Abbotsford Mayor Henry Braun has heard that some renters are offering to pay more than the amount landlords are asking for.
“I’m hearing in rental housing, there is some bidding starting to take place,” Braun told the News.
As the deadline for her move-out comes closer, Johnson worries that her family could end up homeless.
“I’m just so frustrated,” she says.
“It’s a panic.”
Other families report the same kind of frustration and anxiety.
Chris Zacharias is looking for a larger place to house a combined family of five, consisting of himself, his girlfriend and their children.
“My family and I have been looking for a four-bedroom house for two to three months now,” Zacharias says.
“The prices are ridiculous.” A “basic four-bedroom” is going for $2,000 to $2,400 in Abbotsford, which is why they’re looking in the Langley area.
“Instead of a five- to 10-minute commute to work, it’s going to become 20 minutes to half an hour.”
Adding some urgency is the distinct possibility that Zacharias may lose his residence.
“The way the market has been going, I wouldn’t be surprised if my landlord put the house on the market,” Zacharias says.
“They have tried to sell in the past (and) they could pull the trigger again.”
Fraser Valley Real Estate Board graphic
Locating even a three-bedroom is proving to be a challenge for Stephanie Schoffelmeer Mason, who commented online in response to a News query.
“We are a family of six and have found it really difficult to even find a three bedroom for under $2,000,” she said.
“It is crazy and very unsettling.”
One family, who asked not to be identified, told The News that they’ve started looking to buy because of the high cost of available rental stock.
But they haven’t had much luck finding a place to own, either.

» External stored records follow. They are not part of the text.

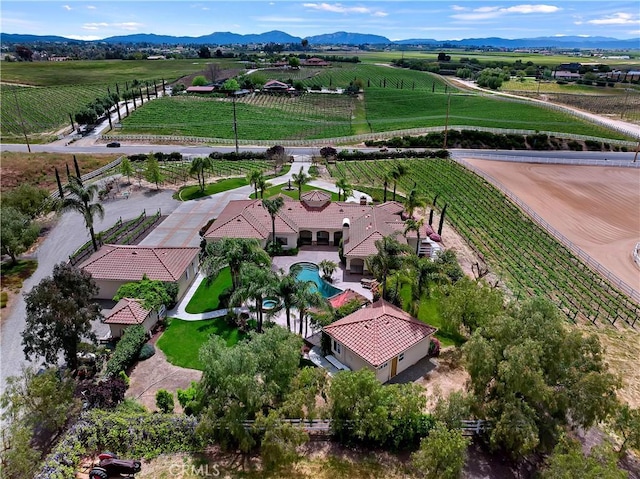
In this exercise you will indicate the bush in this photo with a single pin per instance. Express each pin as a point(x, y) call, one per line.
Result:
point(146, 352)
point(127, 350)
point(164, 401)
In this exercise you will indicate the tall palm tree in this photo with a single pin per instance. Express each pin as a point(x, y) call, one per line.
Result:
point(232, 252)
point(272, 207)
point(398, 171)
point(80, 199)
point(414, 225)
point(414, 200)
point(254, 177)
point(343, 187)
point(300, 179)
point(388, 259)
point(256, 283)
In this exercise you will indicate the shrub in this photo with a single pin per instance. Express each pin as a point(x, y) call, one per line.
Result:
point(164, 401)
point(146, 352)
point(127, 350)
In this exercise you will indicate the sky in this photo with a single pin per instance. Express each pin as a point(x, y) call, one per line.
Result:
point(396, 20)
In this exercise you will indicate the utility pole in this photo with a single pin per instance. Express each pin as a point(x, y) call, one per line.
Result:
point(446, 122)
point(235, 122)
point(24, 130)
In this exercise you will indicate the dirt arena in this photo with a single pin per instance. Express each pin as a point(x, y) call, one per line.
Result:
point(597, 208)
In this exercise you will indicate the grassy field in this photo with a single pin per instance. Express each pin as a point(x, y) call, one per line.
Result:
point(182, 340)
point(206, 297)
point(37, 169)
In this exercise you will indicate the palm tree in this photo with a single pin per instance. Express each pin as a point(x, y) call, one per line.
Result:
point(388, 259)
point(232, 252)
point(80, 199)
point(300, 179)
point(413, 201)
point(343, 187)
point(272, 207)
point(256, 283)
point(414, 225)
point(398, 171)
point(253, 178)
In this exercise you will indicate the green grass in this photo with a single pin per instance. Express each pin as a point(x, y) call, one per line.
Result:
point(206, 297)
point(182, 340)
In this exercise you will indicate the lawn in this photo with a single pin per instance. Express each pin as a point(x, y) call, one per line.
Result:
point(206, 297)
point(182, 340)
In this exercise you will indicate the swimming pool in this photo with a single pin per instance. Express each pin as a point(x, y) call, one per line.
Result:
point(311, 272)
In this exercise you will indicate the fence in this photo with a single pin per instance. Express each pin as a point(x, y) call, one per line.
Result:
point(582, 255)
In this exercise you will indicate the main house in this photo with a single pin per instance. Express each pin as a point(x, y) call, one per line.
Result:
point(114, 265)
point(380, 337)
point(316, 220)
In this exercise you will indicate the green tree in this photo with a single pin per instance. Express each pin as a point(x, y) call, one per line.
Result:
point(568, 462)
point(300, 179)
point(532, 376)
point(389, 258)
point(272, 207)
point(27, 199)
point(164, 401)
point(152, 171)
point(469, 304)
point(18, 232)
point(126, 169)
point(232, 252)
point(81, 200)
point(442, 454)
point(60, 310)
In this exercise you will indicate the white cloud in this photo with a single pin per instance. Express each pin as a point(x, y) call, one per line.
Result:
point(619, 18)
point(487, 13)
point(340, 8)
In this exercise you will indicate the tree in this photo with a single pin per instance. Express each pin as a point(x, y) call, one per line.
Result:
point(27, 199)
point(60, 310)
point(152, 171)
point(568, 461)
point(388, 259)
point(469, 304)
point(442, 453)
point(126, 169)
point(272, 207)
point(253, 178)
point(300, 179)
point(531, 376)
point(164, 401)
point(232, 252)
point(343, 187)
point(80, 200)
point(18, 232)
point(398, 171)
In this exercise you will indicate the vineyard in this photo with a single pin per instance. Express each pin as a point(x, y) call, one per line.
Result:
point(526, 257)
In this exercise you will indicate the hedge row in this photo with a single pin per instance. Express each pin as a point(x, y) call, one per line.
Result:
point(127, 350)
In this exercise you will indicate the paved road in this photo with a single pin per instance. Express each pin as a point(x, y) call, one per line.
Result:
point(68, 234)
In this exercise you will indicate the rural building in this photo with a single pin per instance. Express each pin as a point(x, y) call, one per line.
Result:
point(114, 265)
point(380, 337)
point(316, 220)
point(129, 312)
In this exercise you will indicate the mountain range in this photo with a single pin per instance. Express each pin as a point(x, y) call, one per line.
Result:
point(340, 38)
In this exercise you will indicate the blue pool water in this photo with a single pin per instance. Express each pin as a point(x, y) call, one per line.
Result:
point(311, 272)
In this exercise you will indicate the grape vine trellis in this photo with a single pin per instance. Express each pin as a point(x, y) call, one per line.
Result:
point(530, 260)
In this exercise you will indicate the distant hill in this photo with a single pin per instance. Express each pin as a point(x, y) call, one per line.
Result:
point(342, 38)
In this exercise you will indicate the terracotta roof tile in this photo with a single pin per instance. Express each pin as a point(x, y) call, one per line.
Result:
point(130, 263)
point(127, 311)
point(379, 332)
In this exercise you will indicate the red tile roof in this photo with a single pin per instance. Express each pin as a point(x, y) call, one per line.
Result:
point(130, 263)
point(127, 311)
point(379, 332)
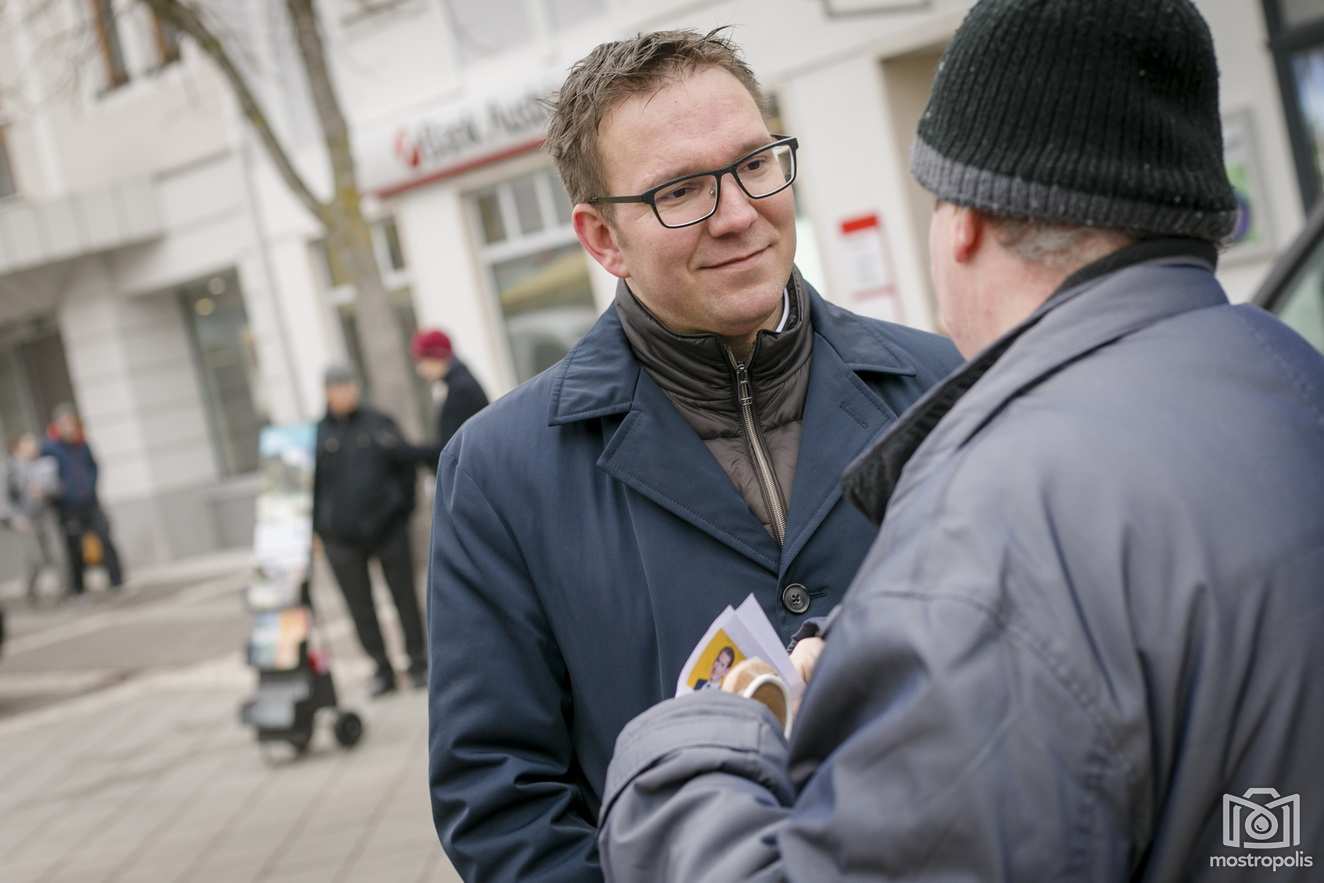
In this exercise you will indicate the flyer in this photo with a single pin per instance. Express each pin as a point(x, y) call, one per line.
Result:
point(735, 636)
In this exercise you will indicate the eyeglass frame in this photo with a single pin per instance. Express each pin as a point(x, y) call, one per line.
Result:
point(649, 196)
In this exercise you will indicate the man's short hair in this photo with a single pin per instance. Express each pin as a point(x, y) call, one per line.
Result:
point(617, 70)
point(1062, 248)
point(339, 375)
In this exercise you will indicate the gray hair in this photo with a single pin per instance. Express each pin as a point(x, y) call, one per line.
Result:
point(617, 70)
point(1057, 246)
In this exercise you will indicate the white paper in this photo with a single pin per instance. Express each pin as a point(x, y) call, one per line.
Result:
point(734, 637)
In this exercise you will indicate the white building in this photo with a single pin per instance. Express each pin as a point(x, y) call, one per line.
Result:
point(155, 270)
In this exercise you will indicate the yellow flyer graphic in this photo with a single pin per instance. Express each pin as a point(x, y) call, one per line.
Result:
point(718, 658)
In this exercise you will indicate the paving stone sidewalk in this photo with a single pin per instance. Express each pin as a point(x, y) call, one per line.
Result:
point(154, 780)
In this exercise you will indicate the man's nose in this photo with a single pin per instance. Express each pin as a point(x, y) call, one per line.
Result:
point(735, 211)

“When we couldn’t find something in Chilliwack, we started looking in Mission and Abbotsford, then Agassiz and we even considered Hope,” one spouse said.
“We are now down to less than a month to be out of our place with nowhere to go,” she said.
“It’s been the most stressful time of our lives knowing we will most likely have to put our stuff in storage and live in our travel trailer until something affordable comes up.
We never thought in a million years we would be where we are today.”
Last year, Jesse Wegenast helped a large family, who had been camping out in a rural area of Abbotsford for several months, find accommodation.
Wegenast, a pastor at The 5 and 2 Ministries who is in charge of the homeless prevention program at Abbotsford Community Services, says he’s been seeing more and more cases of families who can’t find an affordable place to live after landlords sell their homes – especially when the parents are on disability pensions, Wegenast says.
“What we’re seeing more and more of is folks who are on assistance, have lived independently for 20, 30 years (who can’t find a place to rent within their budget),” Wegenast says.
“For no other reason than the low disability rates and the high cost of housing. It’s kind of a perfect storm.”
He says one measurement of how things have changed is a “junky” rental building he says used to be a last resort for people with limited means.
The building used to have no cars in its parking lot; now the lot is full.
“There’s been a very clear demographic shift.”
Cure for rental woes? Restore federal funding cuts for social housing, report says
A report commissioned by the Federation of Canadian Municipalities says all levels of government must work together to reverse the shrinking stock of lower-rent dwellings and restore long-term federal subsidies for social housing.
Researcher Steve Pomeroy warned that by 2023, federal spending on social housing will have dropped by almost $1 billion a year and more than half of federally assisted housing will have lost subsidies that keep rents within reach of people on lower incomes.
The Pomeroy report calls for federal tax credits to encourage construction of new, affordable rental units and restoration of federal funding for social housing as well as creation of a national strategy on homelessness and affordable housing.
By one estimate, it would take $2 billion a year just to support existing social housing units.